Problem set 2

Due by 11:59 PM on Monday, April 14, 2025

Instructions

Please use an RMarkdown file to complete this assignment. Make sure you reserve code chunks for code and write out any interpretations or explanations outside of code chunks. Submit the knitted PDF file containing your code and written answers on Canvas.

Questions

From the Howell1 dataset, consider only people younger than 13 years old. Estimate the causal association between age and weight. Assume that age influences weight through two paths. First, age influences height, and height influences weight. Second, age directly influences weight through age-related changes in muscle growth and body proportions.

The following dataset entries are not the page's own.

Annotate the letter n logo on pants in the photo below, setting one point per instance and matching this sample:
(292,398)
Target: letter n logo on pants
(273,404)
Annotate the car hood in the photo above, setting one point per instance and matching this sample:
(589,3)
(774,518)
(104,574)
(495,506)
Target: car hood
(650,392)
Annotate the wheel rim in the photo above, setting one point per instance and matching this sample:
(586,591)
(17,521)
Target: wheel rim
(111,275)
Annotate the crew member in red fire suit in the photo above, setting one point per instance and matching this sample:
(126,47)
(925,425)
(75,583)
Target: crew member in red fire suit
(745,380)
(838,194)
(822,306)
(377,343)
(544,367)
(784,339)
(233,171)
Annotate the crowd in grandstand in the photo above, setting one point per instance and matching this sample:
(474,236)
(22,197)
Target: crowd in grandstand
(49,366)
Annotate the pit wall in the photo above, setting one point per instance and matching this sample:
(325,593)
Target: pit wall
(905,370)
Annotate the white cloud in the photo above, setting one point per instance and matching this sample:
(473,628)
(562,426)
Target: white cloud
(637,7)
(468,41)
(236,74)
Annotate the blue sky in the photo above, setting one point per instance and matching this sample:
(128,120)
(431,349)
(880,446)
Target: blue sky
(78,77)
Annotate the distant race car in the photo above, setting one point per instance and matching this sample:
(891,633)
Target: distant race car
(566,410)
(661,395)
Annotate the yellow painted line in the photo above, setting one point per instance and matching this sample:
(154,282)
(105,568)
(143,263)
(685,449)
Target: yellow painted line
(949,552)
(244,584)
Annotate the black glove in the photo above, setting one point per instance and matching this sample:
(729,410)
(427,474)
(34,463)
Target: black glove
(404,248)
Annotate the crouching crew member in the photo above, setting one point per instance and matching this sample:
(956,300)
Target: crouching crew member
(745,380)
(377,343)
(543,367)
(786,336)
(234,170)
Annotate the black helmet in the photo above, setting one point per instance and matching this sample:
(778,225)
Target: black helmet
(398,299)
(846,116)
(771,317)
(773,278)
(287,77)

  1. Write a generative simulation that takes age as an input and simulates height and weight.
Click to see the answer
# Define the simulation function
simulate_growth <- function(age) {
  n = length(age)
  # Simulate height (in feet)
  height <- rnorm(n, 
                 mean = 1.5 + .3*age + 0.005*age^2,  # Quadratic growth pattern
                 sd = .3)                           # Random variation
  
  # Simulate weight (in lb)
  weight <- rnorm(n,
                 mean = 6.5 + 5*age + 0.25*height, # Linear relationship with age and height
                 sd = 4)                           # Random variation
  
  data.frame(age=age, height=height, weight=weight)
}

# Generate data for ages 0-12
ages <- runif(100, 0, 12)
sim_data = simulate_growth(ages)

# Plot the simulated relationships
par(mfrow=c(2,1))
plot(sim_data$age, sim_data$height, 
     xlab="Age (years)", ylab="Height (feet)",
     main="Age vs Height")
plot(sim_data$age, sim_data$weight,
     xlab="Age (years)", ylab="Weight (lb)",
     main="Age vs Weight")

This simulation:

  1. Takes age as input and generates both height and weight
  2. Uses a quadratic function for height to capture the non-linear growth pattern
  3. Uses a linear function for weight that depends on both age and height
  4. Includes random variation (noise) in both height and weight
  5. The plots show the expected relationships: both height and weight increase with age
  1. Write out a mathematical model to estimate the linear relationship between age and weight. (Just age, not height!)
Click to see the answer

There are many priors that could be appropriate here. Don’t worry if yours looks different from mine. Here’s just one example:

WiNormal(μi,σ)μi=α+(βAAi)αNormal(7,1.5)βANormal(0,1)σExponential(1)

Where:

  • Wi is the weight of individual i
  • Ai is the age of individual i
  • α is the intercept
  • βA is the effect of age on weight
  • σ is the standard deviation of the weight distribution

This model:

  1. Assumes weight is normally distributed around a mean μ
  2. The mean μ is a linear function of age
  3. Uses weakly informative priors for all parameters
  4. The exponential prior on σ ensures it’s positive
  1. Fit this model using brms. Create two plots: one of regression lines implied by your prior and one of the regression lines implied by the posterior.
Click to see the answer
# Load required packages
library(brms)
library(tidyverse)
library(cowplot)
library(patchwork)
data("Howell1", package="rethinking")

# Filter for children under 13
d <- Howell1[Howell1$age < 13,]

# Define the model
mp <- brm(
  weight ~ age,
  data = d,
  prior = c(
    prior(normal(7, 1.5), class = Intercept),
    prior(normal(0, 1), class = b),
    prior(exponential(1), class = sigma)
  ),
  sample_prior = "only"  # First get prior samples
)

# Get prior samples
prior_samples <- as_draws_df(mp)


# Now fit the model with the data
m <- brm(
  weight ~ age,
  data = d,
  prior = c(
    prior(normal(7, 1.5), class = Intercept),
    prior(normal(0, 1), class = b),
    prior(exponential(1), class = sigma)
  )
)

# Get posterior samples
post_samples <- as_draws_df(m)

p1 <- ggplot(d, aes(x=age, y=weight)) + 
  geom_blank() +
  geom_abline(aes(intercept=b_Intercept, slope=b_age),
              data=prior_samples[1:50, ],
              alpha=.2) +
  labs(title="Lines from prior")
p2 <- ggplot(d, aes(x=age, y=weight)) + 
  geom_point() +
  geom_abline(aes(intercept=b_Intercept, slope=b_age),
              data=post_samples[1:50, ],
              alpha=.2)+
  labs(title="Lines from posterior")
(p1 | p2)

The plots show:

  1. Prior regression lines: These show our uncertainty before seeing the data. The lines are widely spread, reflecting our weak priors.
  2. Posterior regression lines: These show our uncertainty after seeing the data. The lines are much more concentrated, showing that the data has informed our estimates.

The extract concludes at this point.